Snape schüttelte als Antwort langsam den Kopf. Ron beobachtete fasziniert, wie er sich vorsichtig auf einen Ellenbogen stützte, wobei das lange Haar wie früher seine Gesichtszüge bedeckte. Er strich es langsam zurück und richtete schließlich seinen Oberkörper auf. Seine Bewegungen waren verhalten, doch konzentriert, so als prüfte er die Funktionstüchtigkeit seines Körpers bis ins kleinste Detail.

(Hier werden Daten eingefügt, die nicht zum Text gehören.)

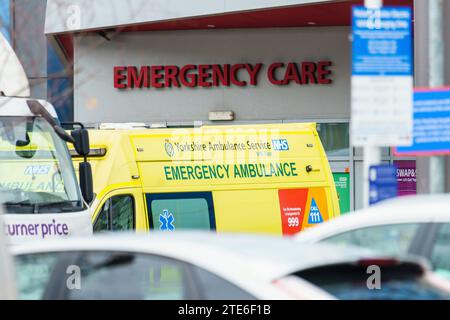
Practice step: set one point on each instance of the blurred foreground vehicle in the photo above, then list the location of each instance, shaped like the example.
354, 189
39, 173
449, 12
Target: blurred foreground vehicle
208, 266
417, 225
38, 184
271, 178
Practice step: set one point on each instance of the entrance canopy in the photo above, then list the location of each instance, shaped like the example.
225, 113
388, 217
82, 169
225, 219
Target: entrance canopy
65, 17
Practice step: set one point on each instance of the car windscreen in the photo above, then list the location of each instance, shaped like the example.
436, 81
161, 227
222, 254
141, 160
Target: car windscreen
361, 281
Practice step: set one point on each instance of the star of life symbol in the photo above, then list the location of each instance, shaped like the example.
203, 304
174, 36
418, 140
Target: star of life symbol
166, 220
314, 214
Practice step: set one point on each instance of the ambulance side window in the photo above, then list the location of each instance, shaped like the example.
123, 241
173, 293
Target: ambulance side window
102, 222
183, 210
117, 214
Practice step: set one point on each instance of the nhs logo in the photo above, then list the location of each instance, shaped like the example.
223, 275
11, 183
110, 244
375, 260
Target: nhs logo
280, 145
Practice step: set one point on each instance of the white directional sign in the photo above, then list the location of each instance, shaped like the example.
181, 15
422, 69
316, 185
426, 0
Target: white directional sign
382, 81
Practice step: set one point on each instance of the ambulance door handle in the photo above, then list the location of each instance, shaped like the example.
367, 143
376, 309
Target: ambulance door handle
309, 169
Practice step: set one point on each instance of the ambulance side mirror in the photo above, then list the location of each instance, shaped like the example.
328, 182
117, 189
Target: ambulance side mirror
81, 141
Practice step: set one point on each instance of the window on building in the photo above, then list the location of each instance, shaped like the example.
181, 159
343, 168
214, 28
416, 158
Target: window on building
335, 138
168, 212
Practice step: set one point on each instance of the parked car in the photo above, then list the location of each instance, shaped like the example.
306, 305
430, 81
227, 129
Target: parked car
418, 225
196, 265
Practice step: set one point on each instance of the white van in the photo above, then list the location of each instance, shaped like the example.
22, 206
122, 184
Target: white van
38, 185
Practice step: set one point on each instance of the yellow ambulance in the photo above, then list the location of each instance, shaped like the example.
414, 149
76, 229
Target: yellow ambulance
272, 178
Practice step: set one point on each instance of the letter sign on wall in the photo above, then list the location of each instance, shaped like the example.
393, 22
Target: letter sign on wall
222, 75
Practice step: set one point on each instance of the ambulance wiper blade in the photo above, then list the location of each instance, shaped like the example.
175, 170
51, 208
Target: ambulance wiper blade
23, 204
64, 206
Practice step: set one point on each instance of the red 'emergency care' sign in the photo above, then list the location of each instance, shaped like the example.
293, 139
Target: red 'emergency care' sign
218, 75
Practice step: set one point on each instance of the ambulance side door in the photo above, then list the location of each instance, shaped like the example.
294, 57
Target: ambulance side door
119, 211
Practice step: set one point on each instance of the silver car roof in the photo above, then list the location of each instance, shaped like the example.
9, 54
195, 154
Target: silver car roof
228, 255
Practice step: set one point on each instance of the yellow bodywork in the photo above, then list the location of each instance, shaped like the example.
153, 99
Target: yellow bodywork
255, 178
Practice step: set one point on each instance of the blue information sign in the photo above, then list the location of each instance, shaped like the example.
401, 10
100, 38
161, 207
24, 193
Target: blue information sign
382, 41
431, 133
382, 183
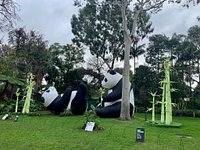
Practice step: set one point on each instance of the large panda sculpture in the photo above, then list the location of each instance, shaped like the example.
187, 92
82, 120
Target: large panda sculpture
112, 101
70, 100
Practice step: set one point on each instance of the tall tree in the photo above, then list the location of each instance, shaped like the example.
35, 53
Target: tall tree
156, 51
8, 14
99, 27
32, 54
64, 59
130, 34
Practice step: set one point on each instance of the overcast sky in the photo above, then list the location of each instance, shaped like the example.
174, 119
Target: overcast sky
52, 19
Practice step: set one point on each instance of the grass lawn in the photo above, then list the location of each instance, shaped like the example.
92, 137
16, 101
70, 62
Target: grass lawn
48, 132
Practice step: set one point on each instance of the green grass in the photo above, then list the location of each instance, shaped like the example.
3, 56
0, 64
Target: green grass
48, 132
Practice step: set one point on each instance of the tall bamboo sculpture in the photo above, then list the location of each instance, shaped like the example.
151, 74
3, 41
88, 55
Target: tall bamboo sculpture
153, 106
17, 101
166, 102
167, 93
29, 87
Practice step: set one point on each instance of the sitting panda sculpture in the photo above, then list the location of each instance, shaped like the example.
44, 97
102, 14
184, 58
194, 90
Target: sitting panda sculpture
113, 81
70, 100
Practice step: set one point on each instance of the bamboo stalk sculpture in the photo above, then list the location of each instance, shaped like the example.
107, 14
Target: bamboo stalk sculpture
167, 93
17, 101
29, 88
153, 106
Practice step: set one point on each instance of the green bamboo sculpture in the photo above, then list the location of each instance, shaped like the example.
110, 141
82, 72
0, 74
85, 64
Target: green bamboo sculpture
166, 102
29, 88
153, 106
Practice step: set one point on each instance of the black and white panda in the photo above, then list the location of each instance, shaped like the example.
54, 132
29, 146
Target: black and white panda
70, 100
113, 81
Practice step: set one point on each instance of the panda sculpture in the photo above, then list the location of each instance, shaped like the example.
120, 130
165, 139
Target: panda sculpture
112, 100
70, 100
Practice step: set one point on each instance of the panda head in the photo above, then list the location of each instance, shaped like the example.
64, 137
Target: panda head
49, 95
111, 78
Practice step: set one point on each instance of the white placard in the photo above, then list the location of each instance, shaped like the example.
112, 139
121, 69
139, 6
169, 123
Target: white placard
89, 126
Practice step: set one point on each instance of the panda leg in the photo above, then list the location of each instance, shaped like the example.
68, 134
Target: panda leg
112, 111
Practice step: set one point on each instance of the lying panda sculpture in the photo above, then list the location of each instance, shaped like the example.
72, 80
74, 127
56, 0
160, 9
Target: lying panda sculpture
113, 80
71, 100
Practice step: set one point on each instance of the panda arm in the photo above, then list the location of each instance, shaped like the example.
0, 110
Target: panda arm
115, 95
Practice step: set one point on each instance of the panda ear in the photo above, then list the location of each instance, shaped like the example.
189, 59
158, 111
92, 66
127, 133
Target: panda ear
112, 72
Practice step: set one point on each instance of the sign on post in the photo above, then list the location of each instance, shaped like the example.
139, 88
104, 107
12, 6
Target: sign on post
140, 132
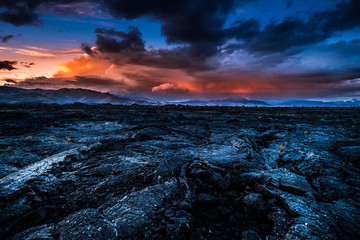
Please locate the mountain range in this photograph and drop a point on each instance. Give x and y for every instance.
(14, 95)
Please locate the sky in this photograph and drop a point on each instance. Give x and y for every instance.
(179, 49)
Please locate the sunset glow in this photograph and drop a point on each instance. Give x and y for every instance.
(237, 48)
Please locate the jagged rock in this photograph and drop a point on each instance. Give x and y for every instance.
(166, 173)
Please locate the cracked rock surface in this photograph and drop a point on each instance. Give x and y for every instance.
(141, 172)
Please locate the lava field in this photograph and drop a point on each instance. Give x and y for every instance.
(179, 172)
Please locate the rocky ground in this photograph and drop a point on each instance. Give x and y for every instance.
(179, 173)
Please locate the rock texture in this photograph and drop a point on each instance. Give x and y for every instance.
(171, 172)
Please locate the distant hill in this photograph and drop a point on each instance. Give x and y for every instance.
(307, 103)
(225, 102)
(64, 95)
(72, 95)
(28, 98)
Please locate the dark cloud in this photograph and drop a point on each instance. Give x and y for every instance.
(86, 82)
(10, 81)
(8, 65)
(197, 24)
(128, 43)
(6, 38)
(19, 13)
(288, 4)
(129, 48)
(294, 32)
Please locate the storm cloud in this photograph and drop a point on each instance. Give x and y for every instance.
(8, 65)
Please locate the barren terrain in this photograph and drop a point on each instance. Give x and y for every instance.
(178, 172)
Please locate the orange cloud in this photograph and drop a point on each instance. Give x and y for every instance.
(84, 65)
(42, 52)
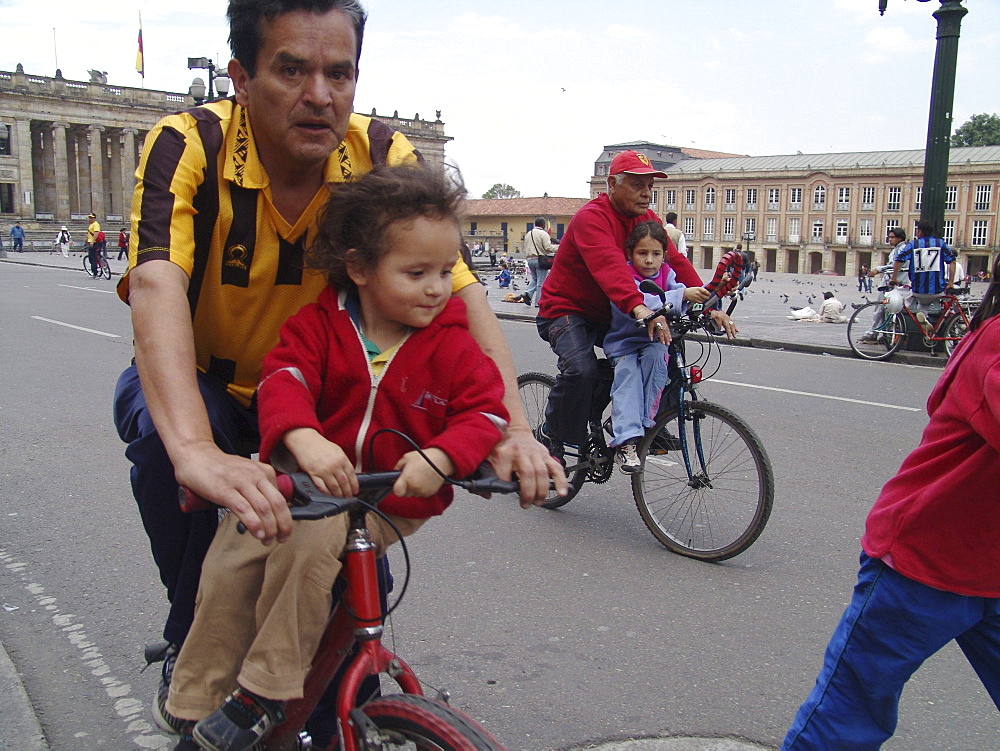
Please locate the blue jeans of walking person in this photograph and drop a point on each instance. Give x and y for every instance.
(635, 392)
(891, 626)
(534, 291)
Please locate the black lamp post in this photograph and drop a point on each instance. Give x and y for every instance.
(949, 17)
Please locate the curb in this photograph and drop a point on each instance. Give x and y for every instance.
(19, 728)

Hinter Rons Stirn arbeitete es fieberhaft. Der Mann da neben ihm war keine leere Hülle mehr! Irgendeine Art von Bewusstsein war in ihn zurückgekehrt. Der Teil, der ihm abhanden gekommen war?

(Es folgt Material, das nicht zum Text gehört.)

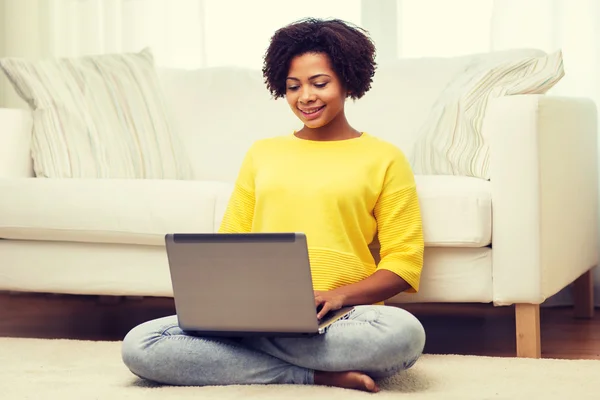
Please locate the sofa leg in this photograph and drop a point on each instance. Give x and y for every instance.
(583, 295)
(528, 330)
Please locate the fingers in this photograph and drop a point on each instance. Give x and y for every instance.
(324, 310)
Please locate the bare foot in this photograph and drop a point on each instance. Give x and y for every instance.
(347, 380)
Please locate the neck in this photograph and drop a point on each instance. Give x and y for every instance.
(336, 129)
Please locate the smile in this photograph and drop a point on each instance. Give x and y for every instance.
(312, 112)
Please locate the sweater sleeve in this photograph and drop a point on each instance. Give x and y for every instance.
(399, 225)
(239, 213)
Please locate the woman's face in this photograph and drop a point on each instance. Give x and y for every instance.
(314, 91)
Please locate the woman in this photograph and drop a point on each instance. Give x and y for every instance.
(342, 188)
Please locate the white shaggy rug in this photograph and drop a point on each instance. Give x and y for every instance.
(66, 369)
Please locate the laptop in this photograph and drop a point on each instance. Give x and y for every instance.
(249, 284)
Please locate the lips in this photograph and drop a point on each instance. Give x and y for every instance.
(311, 110)
(311, 113)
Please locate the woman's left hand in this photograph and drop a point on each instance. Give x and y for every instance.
(330, 301)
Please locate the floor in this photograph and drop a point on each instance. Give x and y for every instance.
(457, 329)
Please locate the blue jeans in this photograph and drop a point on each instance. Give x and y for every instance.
(377, 340)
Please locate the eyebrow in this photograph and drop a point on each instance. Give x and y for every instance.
(311, 78)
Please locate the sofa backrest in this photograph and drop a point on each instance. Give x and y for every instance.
(15, 143)
(220, 112)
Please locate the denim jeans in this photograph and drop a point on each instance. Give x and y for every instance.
(377, 340)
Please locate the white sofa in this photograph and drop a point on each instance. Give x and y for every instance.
(517, 239)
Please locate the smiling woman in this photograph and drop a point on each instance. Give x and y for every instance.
(316, 67)
(340, 187)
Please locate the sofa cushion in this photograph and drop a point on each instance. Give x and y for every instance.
(98, 116)
(456, 210)
(136, 211)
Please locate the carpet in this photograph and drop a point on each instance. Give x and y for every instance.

War es nicht erst vor Kurzem gewesen – auch wenn es ihm jetzt wie vor einiger Ewigkeit erschien – dass Professor Kernheim etwas von den Mondflammen-Versuchen eines Kollegen erzählt hatte? „ … Er sah sich selbst unbeweglich am Tisch sitzen und auf die Blume starren, während er gleichzeitig wie ein Vogel frei umher schweben konnte." Waren das nicht seine Worte gewesen?

Und hatte Luna nicht etwas in der Art gesagt, wie „Wenn die Blume ihre besonderen Strahlen absondert, kann sie damit die Seele eines Menschen extrahieren …"

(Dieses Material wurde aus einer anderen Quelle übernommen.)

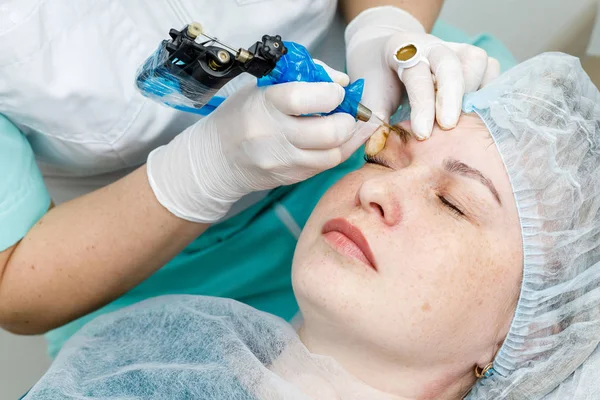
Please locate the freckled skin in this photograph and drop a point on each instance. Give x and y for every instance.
(444, 294)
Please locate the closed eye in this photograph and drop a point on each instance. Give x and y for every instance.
(377, 160)
(451, 206)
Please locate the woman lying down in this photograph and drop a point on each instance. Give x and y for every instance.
(467, 265)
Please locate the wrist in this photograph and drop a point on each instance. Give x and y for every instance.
(377, 22)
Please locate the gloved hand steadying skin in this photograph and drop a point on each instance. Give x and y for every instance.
(256, 140)
(371, 41)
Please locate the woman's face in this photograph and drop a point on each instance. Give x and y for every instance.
(417, 254)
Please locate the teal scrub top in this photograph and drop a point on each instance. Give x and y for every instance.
(23, 195)
(249, 257)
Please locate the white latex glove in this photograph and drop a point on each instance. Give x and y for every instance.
(256, 140)
(372, 39)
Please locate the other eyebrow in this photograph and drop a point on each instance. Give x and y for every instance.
(457, 167)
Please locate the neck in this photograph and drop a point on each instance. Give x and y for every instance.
(381, 371)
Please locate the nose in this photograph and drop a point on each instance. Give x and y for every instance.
(377, 196)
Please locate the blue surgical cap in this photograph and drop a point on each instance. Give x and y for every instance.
(544, 116)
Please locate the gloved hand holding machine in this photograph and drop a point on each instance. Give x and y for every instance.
(186, 75)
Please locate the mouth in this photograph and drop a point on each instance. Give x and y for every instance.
(348, 240)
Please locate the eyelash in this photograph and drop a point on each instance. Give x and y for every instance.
(376, 160)
(451, 206)
(379, 161)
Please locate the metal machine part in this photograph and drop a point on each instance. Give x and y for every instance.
(212, 63)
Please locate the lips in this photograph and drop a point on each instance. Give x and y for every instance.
(348, 240)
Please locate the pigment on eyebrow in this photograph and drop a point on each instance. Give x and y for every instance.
(454, 166)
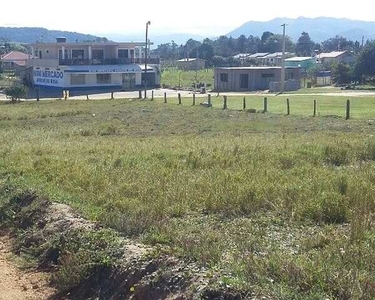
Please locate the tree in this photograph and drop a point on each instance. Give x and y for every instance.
(338, 43)
(304, 46)
(206, 52)
(273, 43)
(365, 65)
(341, 73)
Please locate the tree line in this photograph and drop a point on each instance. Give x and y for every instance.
(221, 51)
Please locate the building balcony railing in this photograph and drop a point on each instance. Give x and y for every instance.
(108, 61)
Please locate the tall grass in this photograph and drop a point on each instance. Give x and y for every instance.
(272, 201)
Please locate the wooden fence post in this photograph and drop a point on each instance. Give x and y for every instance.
(347, 110)
(265, 105)
(314, 108)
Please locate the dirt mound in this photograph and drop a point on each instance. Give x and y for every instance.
(90, 262)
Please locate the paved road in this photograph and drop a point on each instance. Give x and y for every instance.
(159, 93)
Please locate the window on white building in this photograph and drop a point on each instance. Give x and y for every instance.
(97, 54)
(224, 77)
(123, 53)
(77, 79)
(103, 78)
(78, 54)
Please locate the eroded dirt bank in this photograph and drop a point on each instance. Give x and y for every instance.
(16, 284)
(86, 261)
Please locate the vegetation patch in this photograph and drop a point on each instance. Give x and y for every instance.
(263, 205)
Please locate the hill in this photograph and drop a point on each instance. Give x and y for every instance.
(34, 34)
(319, 29)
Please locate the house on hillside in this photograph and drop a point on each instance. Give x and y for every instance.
(323, 78)
(191, 64)
(272, 59)
(244, 79)
(89, 67)
(305, 63)
(14, 61)
(337, 56)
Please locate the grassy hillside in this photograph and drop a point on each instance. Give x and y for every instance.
(276, 206)
(174, 78)
(34, 34)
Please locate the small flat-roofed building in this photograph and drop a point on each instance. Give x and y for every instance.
(305, 63)
(338, 56)
(191, 64)
(242, 79)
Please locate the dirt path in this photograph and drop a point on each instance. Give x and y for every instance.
(20, 285)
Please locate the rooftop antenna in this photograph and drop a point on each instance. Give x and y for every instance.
(282, 85)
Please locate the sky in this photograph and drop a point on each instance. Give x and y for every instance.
(168, 16)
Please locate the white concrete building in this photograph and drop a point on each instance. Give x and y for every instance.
(91, 66)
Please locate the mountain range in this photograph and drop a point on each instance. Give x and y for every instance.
(319, 29)
(34, 34)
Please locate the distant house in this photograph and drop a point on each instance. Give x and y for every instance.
(241, 55)
(272, 59)
(338, 56)
(14, 61)
(258, 55)
(323, 78)
(191, 64)
(242, 79)
(305, 63)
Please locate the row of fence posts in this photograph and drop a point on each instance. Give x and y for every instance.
(225, 102)
(265, 104)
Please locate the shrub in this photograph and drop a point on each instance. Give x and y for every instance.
(336, 155)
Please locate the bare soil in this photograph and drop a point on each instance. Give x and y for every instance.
(17, 284)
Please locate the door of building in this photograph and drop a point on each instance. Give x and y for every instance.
(128, 81)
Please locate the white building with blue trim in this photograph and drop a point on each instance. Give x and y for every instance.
(89, 67)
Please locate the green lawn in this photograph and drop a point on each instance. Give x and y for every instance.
(300, 105)
(279, 206)
(186, 79)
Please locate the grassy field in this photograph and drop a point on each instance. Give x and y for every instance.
(186, 79)
(280, 206)
(300, 105)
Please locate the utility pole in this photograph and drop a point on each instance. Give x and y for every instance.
(148, 23)
(282, 79)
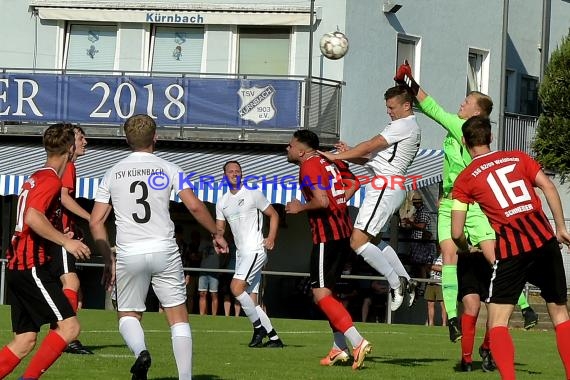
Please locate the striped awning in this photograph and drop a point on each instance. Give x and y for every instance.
(201, 165)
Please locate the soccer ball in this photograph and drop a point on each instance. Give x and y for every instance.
(334, 45)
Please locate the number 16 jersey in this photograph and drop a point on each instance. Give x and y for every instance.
(503, 184)
(139, 188)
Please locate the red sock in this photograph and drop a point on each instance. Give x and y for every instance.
(50, 349)
(468, 324)
(503, 351)
(563, 343)
(8, 361)
(486, 342)
(338, 317)
(72, 297)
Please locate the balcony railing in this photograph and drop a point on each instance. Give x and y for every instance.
(520, 131)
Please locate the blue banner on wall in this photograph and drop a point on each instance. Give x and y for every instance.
(100, 99)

Hatte Snapes Seele ihn womöglich verlassen? Oder gar seine eigene Persönlichkeit?

Schaudernd verbarg Ron das Gesicht in den Händen und kramte angestrengt in seinem Gedächtnis herum. George, der sein Lieblingsspielzeug verschwinden lässt… Der Brief mit dem Vertrauensschüler-Abzeichen … Hermine, die mit Krum tanzt … Der erste Kuss…Der kleine Irrgarten unweit des Fuchsbaus, Hermine so nah … Erleichtert ließ Ron die Hände wieder sinken. Offenbar waren seine Erinnerungen noch immer vorhanden!

Er hatte keine Ahnung, wie und warum, aber die Persönlichkeit Severus Snapes´ schien tatsächlich an ihren Ursprungsort zurückgekehrt, während seine eigene noch immer unbeschadet in dem langen, schlaksigen Körper hauste, wie früher, als das noch so selbstverständlich war ... .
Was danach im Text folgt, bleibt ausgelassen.